Three fates
Hels schlanke Finger fuhren zärtlich durch Theodors Haare als Doc mit zwei altertümlichen Glasspritzen zurückkam. Eine war mit einer von Docs selbstgebrauten Wahrheitsdrogen gefüllt, die andere enthielt eine bläuliche Flüssigkeit: Winterwut. Die Ursprünge der Droge reichten bis in die Tage vor der Apokalypse zurück, zu den Zeiten, als dem Militär noch alles Recht war um die psychischen und physischen Nachteile der Menschen gegenüber den Veränderten auszugleichen. Damals hatte es einen langweiligen, chemischen Namen; heute kannten es die meisten nur als Winterwut. Eine Mischung aus verschiedensten Amphetaminen um Müdigkeit und Reaktionsvermögen zu steigern, einem Morphium-Derivat gegen Schmerzen, einem schnell agierenden Super-Steroid-Komplex und verschiedene psychoaktiv wirkende Chemikalien.
„Wenn das hier unseren kleinen Freund nicht aus Morpheus Umarmung reißt, wird es wohl nichts, fürchte ich", sagte Doc und schlug mit dem Mittelfinger gegen die Glaskanüle der ersten Spritze, um Luftbläschen aus der Flüssigkeit zu treiben.
Wenn Theodor wach gewesen wäre, hätte er sich wohl bis zum Tode gewehrt, mit den Spritzen überhaupt in Kontakt zu kommen. Beide sahen aus, als wären sie bereits zu Zeiten der Götterdämmerung Museumsstücke gewesen und schon bei tausenden Gelegenheiten zum Einsatz gekommen.
„Gib ihm nicht zu viel Winterwut", sagte Hel und strich dem kleinen Mann zärtlich über die Wange. „Wir wollen ja nicht, dass er aufwacht und jemand den Arm abreißt."
Keiner der beiden lachte, da sie dieses und Ähnliches bei einem schlechten Winterwut-Trip bereits miterlebt hatten.
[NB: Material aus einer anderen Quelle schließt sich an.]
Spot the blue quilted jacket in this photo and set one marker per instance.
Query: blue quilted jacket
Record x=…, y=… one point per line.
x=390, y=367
Hel stand auf und band ihre rabenschwarzen Haare zu einem straffen Pferdeschwanz zusammen. Sie überprüfte die Haltegurte an Theodors Armen und Beinen auf Stabilität. „Sollte reichen", sagte sie und nickte Doc zu.
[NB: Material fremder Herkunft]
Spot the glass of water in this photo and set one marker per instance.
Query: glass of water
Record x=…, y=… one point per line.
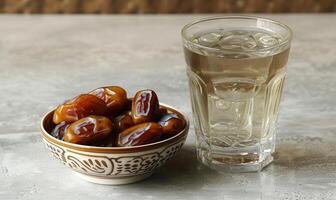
x=236, y=66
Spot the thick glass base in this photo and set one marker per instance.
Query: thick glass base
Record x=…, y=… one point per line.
x=230, y=159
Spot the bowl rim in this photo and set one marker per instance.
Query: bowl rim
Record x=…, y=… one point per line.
x=133, y=149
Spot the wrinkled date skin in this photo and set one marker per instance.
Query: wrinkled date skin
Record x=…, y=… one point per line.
x=115, y=98
x=123, y=122
x=59, y=130
x=145, y=106
x=78, y=108
x=171, y=124
x=140, y=134
x=88, y=130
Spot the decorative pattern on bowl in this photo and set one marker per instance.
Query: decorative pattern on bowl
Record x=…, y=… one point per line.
x=113, y=165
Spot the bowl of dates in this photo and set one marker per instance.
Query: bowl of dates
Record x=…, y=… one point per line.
x=107, y=137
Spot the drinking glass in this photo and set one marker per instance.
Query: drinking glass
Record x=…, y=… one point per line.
x=236, y=67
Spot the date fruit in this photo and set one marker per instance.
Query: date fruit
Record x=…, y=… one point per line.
x=59, y=130
x=140, y=134
x=78, y=108
x=115, y=98
x=145, y=106
x=123, y=122
x=171, y=124
x=88, y=130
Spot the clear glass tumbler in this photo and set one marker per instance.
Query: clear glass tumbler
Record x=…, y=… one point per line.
x=236, y=67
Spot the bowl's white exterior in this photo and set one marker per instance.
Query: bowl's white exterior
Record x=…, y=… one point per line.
x=113, y=165
x=114, y=169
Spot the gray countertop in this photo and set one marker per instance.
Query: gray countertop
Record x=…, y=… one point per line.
x=46, y=59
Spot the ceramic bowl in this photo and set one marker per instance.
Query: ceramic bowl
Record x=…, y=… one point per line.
x=113, y=165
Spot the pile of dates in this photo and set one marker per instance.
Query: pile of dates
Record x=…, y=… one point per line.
x=106, y=117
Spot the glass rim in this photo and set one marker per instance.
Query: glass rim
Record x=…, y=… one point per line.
x=248, y=17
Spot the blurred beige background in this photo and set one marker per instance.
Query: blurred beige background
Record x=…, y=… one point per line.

Ein gepeinigter Ausdruck huschte über das karge Gesicht des Heilers und er flüsterte, „Mein tiefstes Bedauern, junger Freund", bevor er Theodors Kopf zur Seite drückte, die Nadel in seinen Hals senkte und ein gutes Drittel der klaren Substanz injizierte. Ein Zucken durchlief den kleinen Mann und Doc verabreichte ihm schnell eine Dosis Winterwut mit der zweiten Spritze.
„Lass die Spritzen bei mir und warte draußen", sagte Hel, als Theodors Zittern langsam nachließ und etwas Farbe in sein blasses Gesicht kam. Doc nickte verdrießlich, drehte sich jedoch umgehend auf dem Absatz um und verließ den Raum.
Die Elfe wartete geduldig. Der Effekt war weit weniger dramatisch, als während einer normalen Verabreichung, ein weiteres Zeichen dafür, wie schwach der kleine Mann war. Er begann zu stöhnen und sich unter der Decke zu winden. Seine Augen flatterten und schossen letztendlich auf, nur um verwirrt umher zu blicken. Die Pupillen waren glasig und geweitet. Sie fokussierten sich nur langsam auf Hel.
Die Elfe lächelte Theodor freundlich zu und kraulte seine Haare.
„F... Fräulein Hel? Sind Sie ... bis das du? Wo ist ... meine Brille", brachte Theodor krächzend hervor.
Die Elfe nickte und beugte sich zu ihm herunter, so dass ihr heißer Atem über seinen Hals strich wie der Finger eines Liebhabers. „Ich habe Fragen, Theodor. Fragen, auf die ich Antworten brauche. Leonora ist noch immer verschollen und Anskar hat sich in eine Art Monster verwandelt, als wir versucht haben ihn zu retten. Es gab Tote – viele Tote. Er hat selbst Gretchen umgebracht, hat sie verschlungen und wütet jetzt durch die Stadt. Du musst mir alles verraten, was du weißt, hörst du. Alles."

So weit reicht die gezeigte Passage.